Nine Bahrainis Jailed for Life Over Alleged Bomb Factory

FILE - A Bahraini anti-government protester carries a sign with the words, "Oh, jailer, your sentences will not frighten us," during a march in the western village of Malkiya, Bahrain, October 3, 2013.

A court jailed nine Bahrainis for life on Monday for forming a militant group, manufacturing explosives and plotting attacks aimed at destabilizing the kingdom, state news agency BNA reported.

The trial was the latest in a series involving alleged anti-government activists in the Gulf Arab state, still beset by political tensions more than two years after security forces quelled pro-democracy protests led by Shi'ite Muslims.
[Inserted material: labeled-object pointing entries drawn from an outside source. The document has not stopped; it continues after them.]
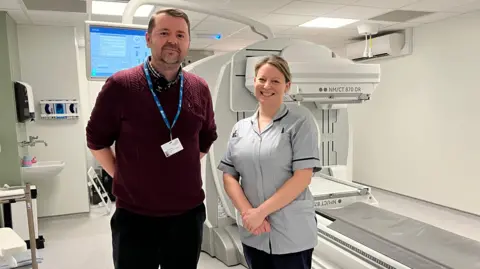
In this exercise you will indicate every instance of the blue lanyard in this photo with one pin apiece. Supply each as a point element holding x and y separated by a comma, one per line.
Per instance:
<point>162,112</point>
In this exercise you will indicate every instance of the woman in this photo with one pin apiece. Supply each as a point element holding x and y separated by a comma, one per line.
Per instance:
<point>267,169</point>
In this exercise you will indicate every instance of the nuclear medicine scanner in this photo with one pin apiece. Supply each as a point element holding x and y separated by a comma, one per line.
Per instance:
<point>353,232</point>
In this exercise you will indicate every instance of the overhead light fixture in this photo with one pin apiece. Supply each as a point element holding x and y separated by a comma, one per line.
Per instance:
<point>117,8</point>
<point>328,23</point>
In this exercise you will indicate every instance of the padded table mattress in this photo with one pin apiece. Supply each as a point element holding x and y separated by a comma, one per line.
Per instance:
<point>413,243</point>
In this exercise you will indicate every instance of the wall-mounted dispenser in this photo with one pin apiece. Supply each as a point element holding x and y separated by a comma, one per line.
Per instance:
<point>59,109</point>
<point>24,101</point>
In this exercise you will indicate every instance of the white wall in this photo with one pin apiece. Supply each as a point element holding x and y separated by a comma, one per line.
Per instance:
<point>48,60</point>
<point>420,135</point>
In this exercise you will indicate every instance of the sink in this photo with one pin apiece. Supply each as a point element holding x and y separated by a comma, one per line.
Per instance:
<point>42,170</point>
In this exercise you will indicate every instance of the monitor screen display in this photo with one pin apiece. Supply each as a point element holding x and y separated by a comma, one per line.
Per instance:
<point>112,49</point>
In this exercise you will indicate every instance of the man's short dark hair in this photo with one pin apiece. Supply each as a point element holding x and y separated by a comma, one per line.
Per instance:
<point>171,12</point>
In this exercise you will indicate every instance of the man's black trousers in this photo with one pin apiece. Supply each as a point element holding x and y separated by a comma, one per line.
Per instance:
<point>141,242</point>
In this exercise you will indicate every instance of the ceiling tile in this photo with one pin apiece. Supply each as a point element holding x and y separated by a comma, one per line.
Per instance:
<point>385,3</point>
<point>231,44</point>
<point>279,19</point>
<point>473,6</point>
<point>381,24</point>
<point>340,32</point>
<point>215,27</point>
<point>247,33</point>
<point>338,2</point>
<point>253,14</point>
<point>436,5</point>
<point>434,17</point>
<point>56,17</point>
<point>307,8</point>
<point>57,5</point>
<point>401,15</point>
<point>200,43</point>
<point>301,31</point>
<point>357,12</point>
<point>18,16</point>
<point>9,5</point>
<point>263,6</point>
<point>401,26</point>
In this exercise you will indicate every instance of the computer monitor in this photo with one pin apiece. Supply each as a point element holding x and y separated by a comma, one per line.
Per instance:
<point>111,47</point>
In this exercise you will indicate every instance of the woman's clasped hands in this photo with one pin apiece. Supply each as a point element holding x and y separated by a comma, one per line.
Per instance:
<point>255,221</point>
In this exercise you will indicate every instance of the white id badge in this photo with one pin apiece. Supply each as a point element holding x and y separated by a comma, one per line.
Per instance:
<point>172,147</point>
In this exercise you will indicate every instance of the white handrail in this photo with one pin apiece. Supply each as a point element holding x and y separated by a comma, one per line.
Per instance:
<point>257,27</point>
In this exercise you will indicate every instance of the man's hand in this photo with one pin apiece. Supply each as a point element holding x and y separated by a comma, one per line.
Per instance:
<point>264,228</point>
<point>253,219</point>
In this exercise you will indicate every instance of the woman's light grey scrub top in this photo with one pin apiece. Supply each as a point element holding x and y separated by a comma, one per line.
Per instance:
<point>263,162</point>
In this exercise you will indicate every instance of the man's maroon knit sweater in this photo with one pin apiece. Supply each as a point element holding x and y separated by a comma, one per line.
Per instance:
<point>125,113</point>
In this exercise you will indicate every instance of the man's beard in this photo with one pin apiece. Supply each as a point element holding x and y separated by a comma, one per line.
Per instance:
<point>169,57</point>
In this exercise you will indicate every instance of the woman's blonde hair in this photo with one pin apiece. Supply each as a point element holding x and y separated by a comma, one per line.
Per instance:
<point>279,63</point>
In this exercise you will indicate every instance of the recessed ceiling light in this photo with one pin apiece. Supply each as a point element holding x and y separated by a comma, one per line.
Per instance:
<point>328,22</point>
<point>117,8</point>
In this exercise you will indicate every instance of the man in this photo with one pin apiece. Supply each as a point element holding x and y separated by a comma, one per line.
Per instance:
<point>161,120</point>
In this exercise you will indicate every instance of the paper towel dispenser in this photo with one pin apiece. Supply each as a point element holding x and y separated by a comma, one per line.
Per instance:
<point>24,101</point>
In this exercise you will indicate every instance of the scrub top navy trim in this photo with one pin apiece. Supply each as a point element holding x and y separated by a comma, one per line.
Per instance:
<point>263,162</point>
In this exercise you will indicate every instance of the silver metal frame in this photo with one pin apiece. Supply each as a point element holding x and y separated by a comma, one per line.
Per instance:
<point>27,198</point>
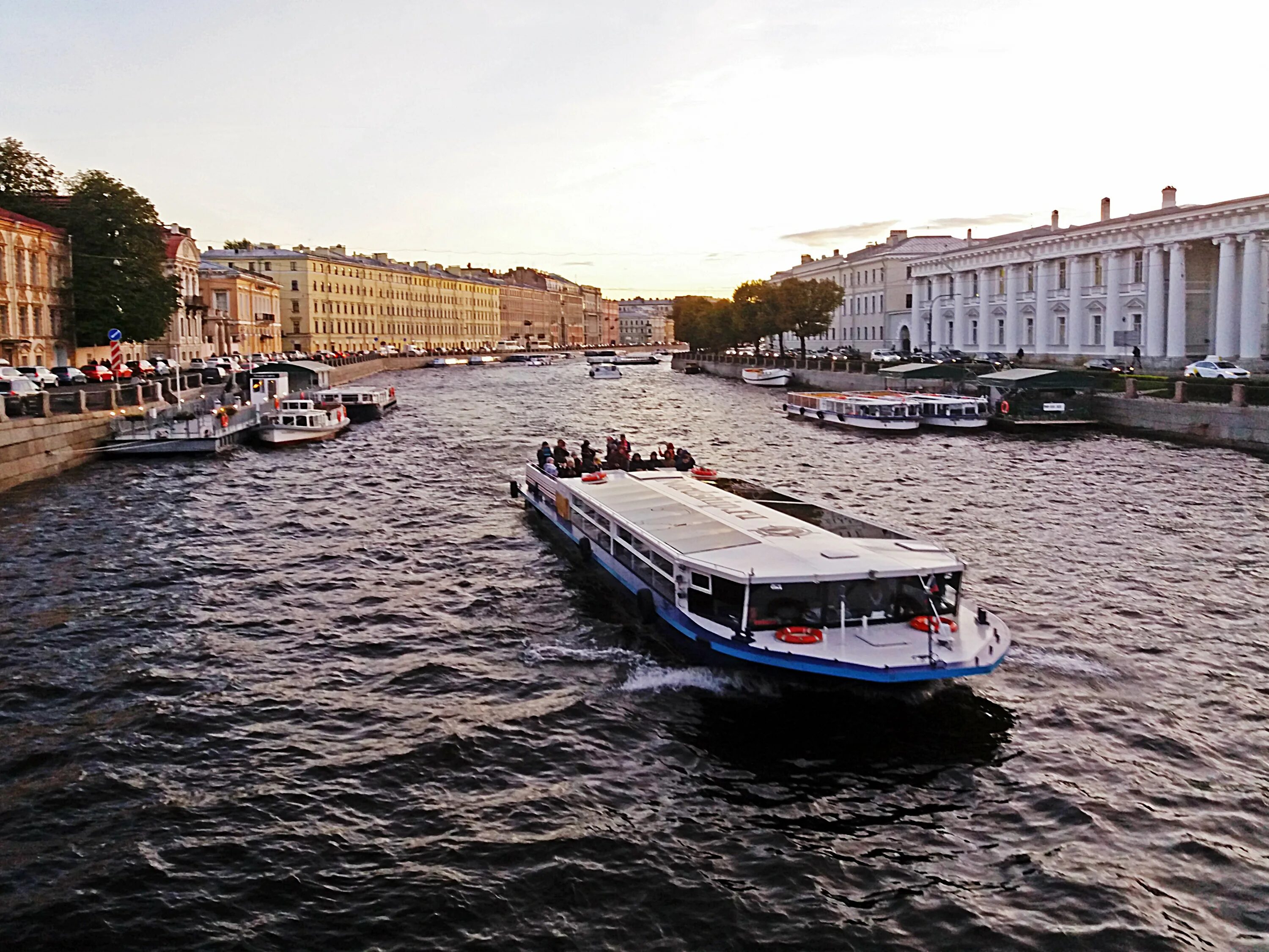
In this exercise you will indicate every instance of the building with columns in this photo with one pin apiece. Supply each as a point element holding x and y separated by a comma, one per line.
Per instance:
<point>876,280</point>
<point>1181,282</point>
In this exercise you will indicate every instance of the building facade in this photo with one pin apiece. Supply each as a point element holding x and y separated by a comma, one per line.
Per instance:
<point>877,307</point>
<point>333,300</point>
<point>35,311</point>
<point>243,310</point>
<point>644,321</point>
<point>1179,282</point>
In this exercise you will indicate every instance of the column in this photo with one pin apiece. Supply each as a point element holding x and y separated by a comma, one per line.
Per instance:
<point>1115,305</point>
<point>1177,300</point>
<point>1042,310</point>
<point>1154,344</point>
<point>1075,333</point>
<point>1252,318</point>
<point>1226,299</point>
<point>960,332</point>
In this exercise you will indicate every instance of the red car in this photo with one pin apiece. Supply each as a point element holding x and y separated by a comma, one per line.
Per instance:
<point>97,372</point>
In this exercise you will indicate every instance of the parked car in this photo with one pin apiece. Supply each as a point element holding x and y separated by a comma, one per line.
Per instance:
<point>97,372</point>
<point>69,376</point>
<point>1214,367</point>
<point>41,375</point>
<point>1108,365</point>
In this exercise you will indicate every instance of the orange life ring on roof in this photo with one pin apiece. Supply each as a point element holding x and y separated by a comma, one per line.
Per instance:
<point>929,623</point>
<point>800,635</point>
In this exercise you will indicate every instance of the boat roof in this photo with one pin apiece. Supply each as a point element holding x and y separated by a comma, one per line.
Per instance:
<point>744,539</point>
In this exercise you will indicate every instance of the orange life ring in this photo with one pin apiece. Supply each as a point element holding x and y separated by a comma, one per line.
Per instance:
<point>928,623</point>
<point>800,635</point>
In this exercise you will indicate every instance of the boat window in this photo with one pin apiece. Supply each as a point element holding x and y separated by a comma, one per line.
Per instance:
<point>725,606</point>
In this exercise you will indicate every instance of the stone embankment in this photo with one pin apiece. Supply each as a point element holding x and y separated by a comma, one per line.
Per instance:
<point>1212,424</point>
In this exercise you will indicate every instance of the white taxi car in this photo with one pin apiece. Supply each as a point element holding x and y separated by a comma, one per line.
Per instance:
<point>1214,366</point>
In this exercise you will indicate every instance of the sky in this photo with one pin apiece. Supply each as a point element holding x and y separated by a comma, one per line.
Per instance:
<point>649,148</point>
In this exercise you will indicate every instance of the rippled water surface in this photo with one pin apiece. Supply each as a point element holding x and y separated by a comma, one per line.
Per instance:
<point>348,697</point>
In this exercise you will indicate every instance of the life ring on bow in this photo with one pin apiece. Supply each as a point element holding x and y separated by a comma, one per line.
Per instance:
<point>800,635</point>
<point>929,623</point>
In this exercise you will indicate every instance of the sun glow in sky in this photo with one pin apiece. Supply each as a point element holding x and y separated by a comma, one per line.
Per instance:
<point>648,148</point>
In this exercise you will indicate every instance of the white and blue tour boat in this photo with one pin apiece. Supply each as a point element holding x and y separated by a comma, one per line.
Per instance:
<point>762,578</point>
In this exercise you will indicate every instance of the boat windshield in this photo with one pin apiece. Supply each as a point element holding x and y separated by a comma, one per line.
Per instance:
<point>827,605</point>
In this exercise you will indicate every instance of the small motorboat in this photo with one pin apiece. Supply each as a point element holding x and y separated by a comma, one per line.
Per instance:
<point>300,420</point>
<point>767,376</point>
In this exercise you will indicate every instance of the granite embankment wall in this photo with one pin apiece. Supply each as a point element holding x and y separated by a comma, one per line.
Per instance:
<point>38,447</point>
<point>1212,424</point>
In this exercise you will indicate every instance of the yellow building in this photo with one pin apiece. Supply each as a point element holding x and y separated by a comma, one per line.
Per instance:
<point>35,266</point>
<point>335,301</point>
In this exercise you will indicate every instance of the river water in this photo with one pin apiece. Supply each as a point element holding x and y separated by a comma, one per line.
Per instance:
<point>348,697</point>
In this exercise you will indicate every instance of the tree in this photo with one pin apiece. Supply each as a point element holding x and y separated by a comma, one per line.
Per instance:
<point>808,306</point>
<point>118,262</point>
<point>23,177</point>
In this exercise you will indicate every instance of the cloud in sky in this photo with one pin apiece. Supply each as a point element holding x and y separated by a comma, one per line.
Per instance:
<point>827,236</point>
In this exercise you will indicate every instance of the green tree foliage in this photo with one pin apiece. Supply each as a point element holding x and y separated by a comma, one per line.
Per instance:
<point>120,258</point>
<point>23,177</point>
<point>806,306</point>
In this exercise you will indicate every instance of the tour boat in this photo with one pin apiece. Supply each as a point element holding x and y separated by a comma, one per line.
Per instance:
<point>362,404</point>
<point>762,578</point>
<point>862,410</point>
<point>299,420</point>
<point>951,412</point>
<point>767,376</point>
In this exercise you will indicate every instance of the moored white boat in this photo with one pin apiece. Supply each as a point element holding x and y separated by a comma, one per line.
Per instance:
<point>300,420</point>
<point>767,376</point>
<point>868,412</point>
<point>755,577</point>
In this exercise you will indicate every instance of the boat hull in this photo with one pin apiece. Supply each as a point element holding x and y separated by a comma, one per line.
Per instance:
<point>697,639</point>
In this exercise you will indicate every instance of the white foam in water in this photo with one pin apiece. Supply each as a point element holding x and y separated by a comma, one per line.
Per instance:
<point>1060,662</point>
<point>651,677</point>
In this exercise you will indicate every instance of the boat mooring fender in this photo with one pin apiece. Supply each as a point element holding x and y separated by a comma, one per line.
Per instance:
<point>646,606</point>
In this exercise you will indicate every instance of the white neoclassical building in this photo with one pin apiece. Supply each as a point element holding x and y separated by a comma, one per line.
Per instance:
<point>1179,282</point>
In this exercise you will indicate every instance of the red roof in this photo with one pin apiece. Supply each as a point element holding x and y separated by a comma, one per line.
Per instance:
<point>23,220</point>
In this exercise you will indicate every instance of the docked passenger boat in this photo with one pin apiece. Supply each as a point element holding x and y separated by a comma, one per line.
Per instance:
<point>872,412</point>
<point>767,376</point>
<point>361,404</point>
<point>300,420</point>
<point>195,427</point>
<point>762,578</point>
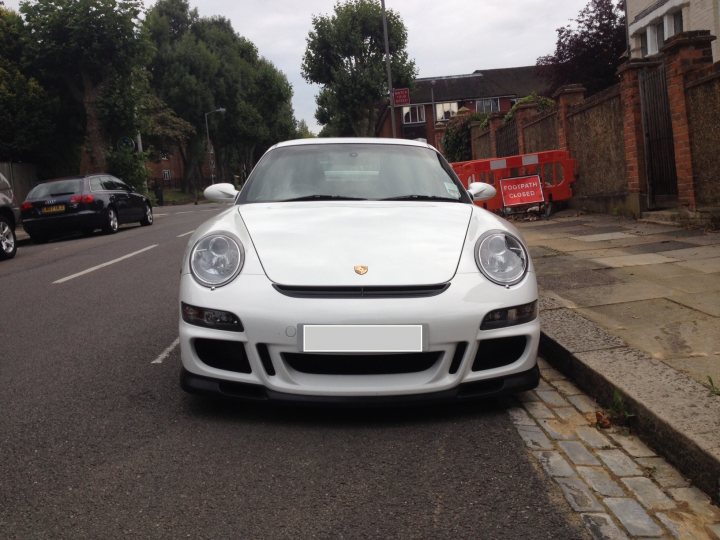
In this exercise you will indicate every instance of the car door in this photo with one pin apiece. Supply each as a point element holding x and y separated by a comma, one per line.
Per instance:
<point>120,198</point>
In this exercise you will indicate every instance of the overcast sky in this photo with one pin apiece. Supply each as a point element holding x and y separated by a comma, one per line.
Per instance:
<point>445,37</point>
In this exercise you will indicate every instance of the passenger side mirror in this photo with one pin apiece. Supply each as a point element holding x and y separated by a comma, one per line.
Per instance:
<point>480,191</point>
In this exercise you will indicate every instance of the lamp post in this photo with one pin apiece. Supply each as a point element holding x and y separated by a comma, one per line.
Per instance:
<point>210,149</point>
<point>387,66</point>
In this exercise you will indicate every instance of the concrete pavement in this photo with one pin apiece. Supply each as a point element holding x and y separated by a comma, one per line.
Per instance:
<point>631,313</point>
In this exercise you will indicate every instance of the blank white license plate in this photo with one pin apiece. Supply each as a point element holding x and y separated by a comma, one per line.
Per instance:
<point>362,338</point>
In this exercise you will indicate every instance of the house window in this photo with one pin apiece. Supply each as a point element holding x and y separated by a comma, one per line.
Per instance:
<point>655,37</point>
<point>445,111</point>
<point>674,23</point>
<point>488,105</point>
<point>414,114</point>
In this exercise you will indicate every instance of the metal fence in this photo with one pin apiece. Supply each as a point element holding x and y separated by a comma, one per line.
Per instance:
<point>22,177</point>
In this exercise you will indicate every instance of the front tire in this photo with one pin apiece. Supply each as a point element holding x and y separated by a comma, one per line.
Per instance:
<point>148,217</point>
<point>8,241</point>
<point>111,222</point>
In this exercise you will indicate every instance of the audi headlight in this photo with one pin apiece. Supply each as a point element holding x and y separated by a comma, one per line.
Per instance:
<point>216,259</point>
<point>501,257</point>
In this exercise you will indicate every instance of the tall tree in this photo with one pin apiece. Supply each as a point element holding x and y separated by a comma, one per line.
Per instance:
<point>26,109</point>
<point>345,54</point>
<point>589,51</point>
<point>89,45</point>
<point>202,64</point>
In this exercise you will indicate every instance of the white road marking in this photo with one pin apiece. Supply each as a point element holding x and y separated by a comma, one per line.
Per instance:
<point>166,352</point>
<point>103,265</point>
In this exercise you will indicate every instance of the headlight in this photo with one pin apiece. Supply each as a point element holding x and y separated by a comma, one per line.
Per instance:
<point>501,257</point>
<point>216,259</point>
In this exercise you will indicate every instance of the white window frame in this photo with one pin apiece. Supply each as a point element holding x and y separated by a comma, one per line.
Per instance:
<point>494,105</point>
<point>419,111</point>
<point>449,107</point>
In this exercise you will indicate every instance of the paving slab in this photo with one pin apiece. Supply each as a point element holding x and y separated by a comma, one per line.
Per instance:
<point>643,259</point>
<point>706,301</point>
<point>634,328</point>
<point>575,332</point>
<point>614,294</point>
<point>707,266</point>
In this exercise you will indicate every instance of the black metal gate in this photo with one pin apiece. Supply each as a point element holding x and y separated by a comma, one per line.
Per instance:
<point>659,149</point>
<point>507,144</point>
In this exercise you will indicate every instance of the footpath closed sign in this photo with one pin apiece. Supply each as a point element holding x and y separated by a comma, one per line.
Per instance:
<point>401,96</point>
<point>521,190</point>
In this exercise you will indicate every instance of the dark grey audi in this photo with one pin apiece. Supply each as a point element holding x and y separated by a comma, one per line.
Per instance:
<point>83,204</point>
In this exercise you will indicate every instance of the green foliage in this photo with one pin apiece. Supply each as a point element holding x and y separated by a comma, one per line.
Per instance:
<point>456,141</point>
<point>129,166</point>
<point>202,64</point>
<point>302,131</point>
<point>543,105</point>
<point>345,54</point>
<point>88,49</point>
<point>590,51</point>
BNA said the convicted men had turned a Manama warehouse into a bomb factory, where they had prepared explosives to attack security forces, civilians and private and public property “with the aim of undermining the stability of the country and harming its economic foundations.”

Pro-democracy protests erupted in 2011, led by majority Shi'ites demanding an end to the Sunni monarchy's political domination of Bahrain, which hosts the U.S. Navy's Fifth Fleet.

Bahrain accuses Shi'ite Iran of fueling the unrest, something Tehran denies, and says it is fighting terrorists. In July, a homemade bomb killed a policeman in a northern village.

BNA said that four of those convicted in the case, which dates back to 2012, were in custody, suggesting that the other five are at large. It said some were behind a November 2011 bombing that damaged cars near the country's exhibition center.